At this point we have a model, dataset and optimizer all setup in a training loop and are ready to train the model with the training_loop’s method pykeen.training.TrainingLoop.train(). To enable checkpoints all you have to do is setting the function argument checkpoint_name to the name you would like it to have. Furthermore, you can set the checkpoint frequency, i.e. how often checkpoints should be saved given in minutes, by setting the argument checkpoint_frequency with an integer. The default frequency is 30 minutes and setting it to 0 will cause the training loop to save a checkpoint after each epoch. Optionally, you can set the path to where you want the checkpoints to be saved by setting the checkpoint_directory argument with a string or a pathlib.Path object containing your desired root path. If you didn’t set the checkpoint_directory argument, your checkpoints will be saved in the PYKEEN_HOME directory that is defined in pykeen.constants, which is a subdirectory in your home directory, e.g. ~/.data/pykeen/checkpoints.

Here is an example:

>>> losses = training_loop.train(
...     num_epochs=1000,
...     checkpoint_name='my_checkpoint.pt',
...     checkpoint_frequency=5,
... )

With this code we have started the training loop with the above defined KGEM. The training loop will save a checkpoint in the my_checkpoint.pt file, which will be saved in the ~/.data/pykeen/checkpoints/ directory, since we haven’t set the argument checkpoint_directory.

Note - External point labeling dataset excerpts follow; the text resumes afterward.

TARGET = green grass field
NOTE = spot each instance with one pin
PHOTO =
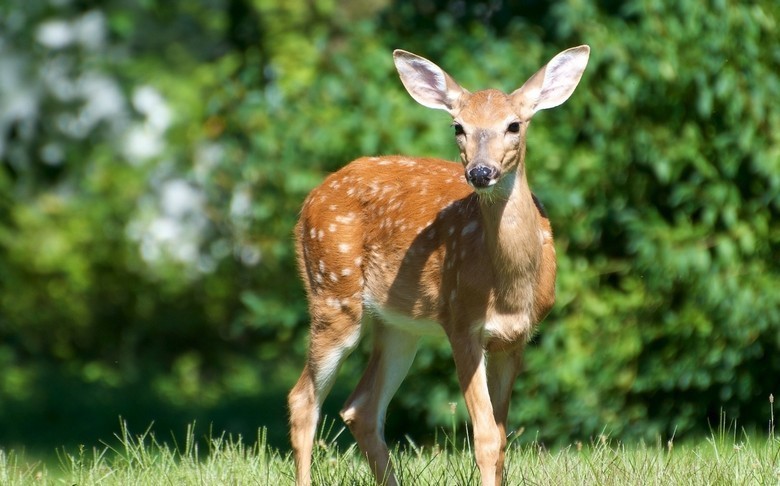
(727, 457)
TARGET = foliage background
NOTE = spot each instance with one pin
(154, 154)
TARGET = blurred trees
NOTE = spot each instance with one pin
(153, 157)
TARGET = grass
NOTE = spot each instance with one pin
(727, 457)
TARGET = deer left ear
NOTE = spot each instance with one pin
(554, 83)
(428, 84)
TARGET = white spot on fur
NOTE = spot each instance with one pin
(469, 228)
(350, 217)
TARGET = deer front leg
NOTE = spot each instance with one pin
(470, 363)
(502, 369)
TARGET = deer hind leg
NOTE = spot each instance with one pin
(364, 411)
(502, 369)
(335, 332)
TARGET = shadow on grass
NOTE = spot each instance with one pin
(63, 411)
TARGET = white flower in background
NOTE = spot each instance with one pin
(150, 103)
(90, 30)
(145, 139)
(174, 228)
(55, 34)
(142, 142)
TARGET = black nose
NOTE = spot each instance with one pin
(480, 176)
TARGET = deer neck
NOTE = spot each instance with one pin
(511, 239)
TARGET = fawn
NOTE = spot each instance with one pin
(420, 246)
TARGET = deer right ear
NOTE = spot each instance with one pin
(554, 83)
(428, 84)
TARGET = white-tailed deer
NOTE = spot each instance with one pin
(420, 246)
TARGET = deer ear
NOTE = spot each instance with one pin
(428, 84)
(554, 83)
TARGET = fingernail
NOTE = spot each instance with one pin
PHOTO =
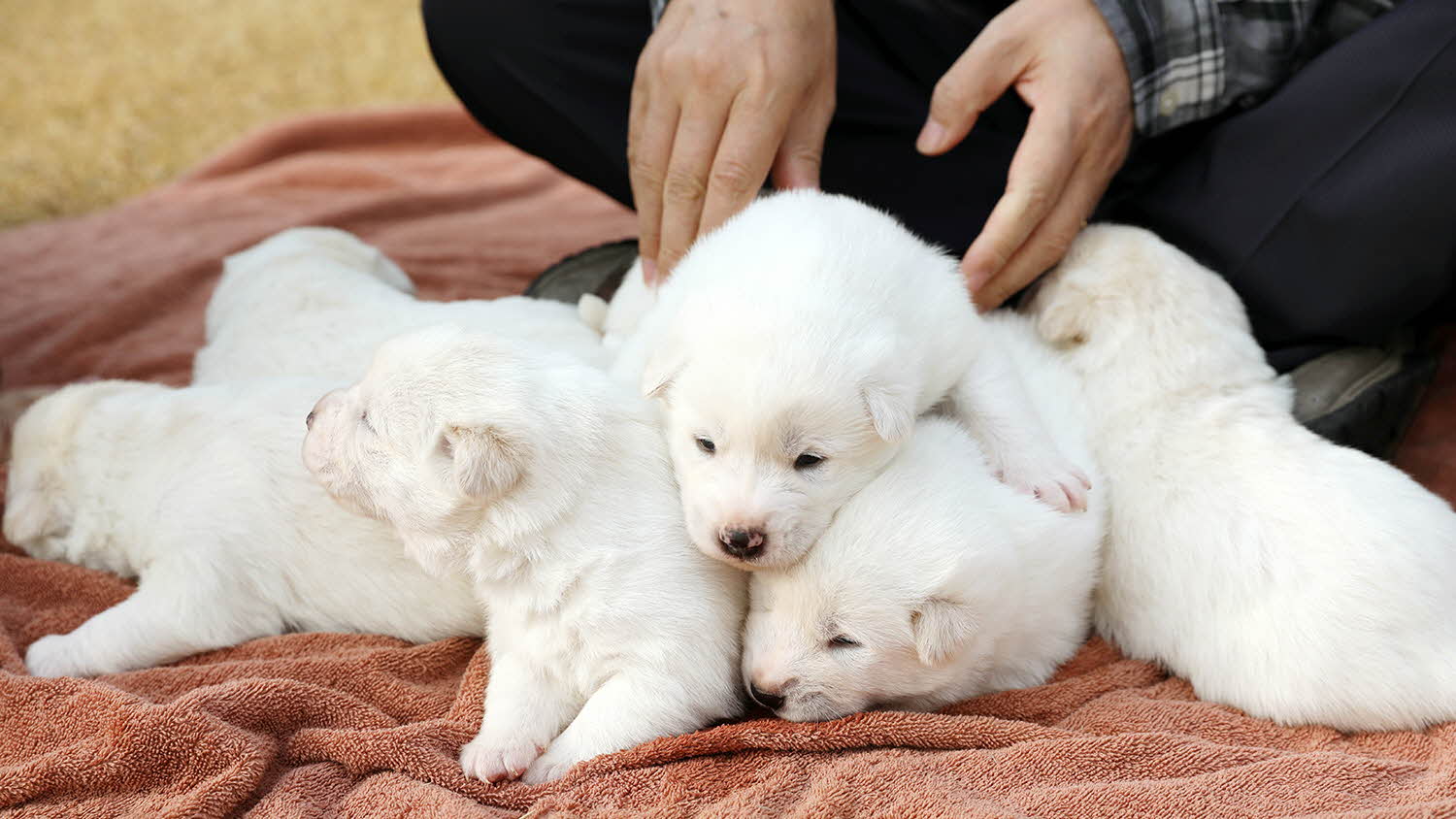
(931, 137)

The checkpoint file will be saved after 5 minutes since starting the training loop or the last time a checkpoint was saved and the epoch finishes, i.e. when one epoch takes 10 minutes the checkpoint will be saved after 10 minutes. In addition, checkpoints are always saved when the early stopper stops the training loop or the last epoch was finished.

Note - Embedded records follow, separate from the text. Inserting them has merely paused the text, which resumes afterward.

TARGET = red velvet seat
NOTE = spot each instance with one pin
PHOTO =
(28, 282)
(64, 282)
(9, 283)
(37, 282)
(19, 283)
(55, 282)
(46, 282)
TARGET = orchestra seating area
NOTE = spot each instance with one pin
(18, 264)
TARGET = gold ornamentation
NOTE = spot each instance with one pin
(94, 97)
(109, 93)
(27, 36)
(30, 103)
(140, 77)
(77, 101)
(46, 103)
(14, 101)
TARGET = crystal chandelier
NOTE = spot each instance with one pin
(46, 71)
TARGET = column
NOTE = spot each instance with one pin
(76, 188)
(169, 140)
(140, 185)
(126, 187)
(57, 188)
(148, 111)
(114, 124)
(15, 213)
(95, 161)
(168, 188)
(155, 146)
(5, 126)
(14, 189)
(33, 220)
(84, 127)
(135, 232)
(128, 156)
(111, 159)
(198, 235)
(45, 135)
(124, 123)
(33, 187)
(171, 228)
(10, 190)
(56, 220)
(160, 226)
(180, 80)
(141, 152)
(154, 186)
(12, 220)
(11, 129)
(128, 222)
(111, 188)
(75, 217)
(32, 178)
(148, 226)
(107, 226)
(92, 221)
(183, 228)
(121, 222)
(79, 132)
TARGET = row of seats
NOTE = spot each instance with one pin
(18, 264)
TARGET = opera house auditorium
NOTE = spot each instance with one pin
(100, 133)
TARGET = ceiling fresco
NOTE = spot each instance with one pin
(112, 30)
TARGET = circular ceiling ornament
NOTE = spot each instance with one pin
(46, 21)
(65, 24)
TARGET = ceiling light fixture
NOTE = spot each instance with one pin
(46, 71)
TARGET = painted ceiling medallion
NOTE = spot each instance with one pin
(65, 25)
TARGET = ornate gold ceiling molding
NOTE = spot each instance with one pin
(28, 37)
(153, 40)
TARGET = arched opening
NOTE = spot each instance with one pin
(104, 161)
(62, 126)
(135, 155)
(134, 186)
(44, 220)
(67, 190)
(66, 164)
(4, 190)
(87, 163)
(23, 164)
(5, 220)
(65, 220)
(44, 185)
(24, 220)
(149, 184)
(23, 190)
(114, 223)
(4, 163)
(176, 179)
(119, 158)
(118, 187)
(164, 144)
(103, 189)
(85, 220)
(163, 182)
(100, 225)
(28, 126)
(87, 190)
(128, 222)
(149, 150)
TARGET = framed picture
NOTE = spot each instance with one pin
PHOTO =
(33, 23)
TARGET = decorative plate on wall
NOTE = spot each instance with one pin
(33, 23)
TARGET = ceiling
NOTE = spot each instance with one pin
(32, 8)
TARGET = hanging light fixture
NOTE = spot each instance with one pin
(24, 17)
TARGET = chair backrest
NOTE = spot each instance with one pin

Let’s assume you were anticipative, saved checkpoints and your training loop crashed after 200 epochs. Now you would like to resume from the last checkpoint. All you have to do is to rerun the exact same code as above and PyKEEN will smoothly start from the given checkpoint. Since PyKEEN stores all random states as well as the states of the model, optimizer and early stopper, the results will be exactly the same compared to running the training loop uninterruptedly. Of course, PyKEEN will also continue saving new checkpoints even when resuming from a previous checkpoint.

On top of resuming interrupted training loops you can also resume training loops that finished successfully. E.g. the above training loop finished successfully after 1000 epochs, but you would like to train the same model from that state for 2000 epochs. All you have have to do is to change the argument num_epochs in the above code to:

>>> losses = training_loop.train(
...     num_epochs=2000,
...     checkpoint_name='my_checkpoint.pt',
...     checkpoint_frequency=5,
... )

and now the training loop will resume from the state at 1000 epochs and continue to train until 2000 epochs.

As shown in Checkpoints on Failure, you can also save checkpoints only in cases where the training loop fails. To do this you just have to set the argument checkpoint_on_failure=True, like:

>>> losses = training_loop.train(
...     num_epochs=2000,
...     checkpoint_directory='/my/secret/dir',
...     checkpoint_on_failure=True,
... )

This code will save a checkpoint in case the training loop fails. Note how we also chose a new checkpoint directory by setting the checkpoint_directory argument to /my/secret/dir.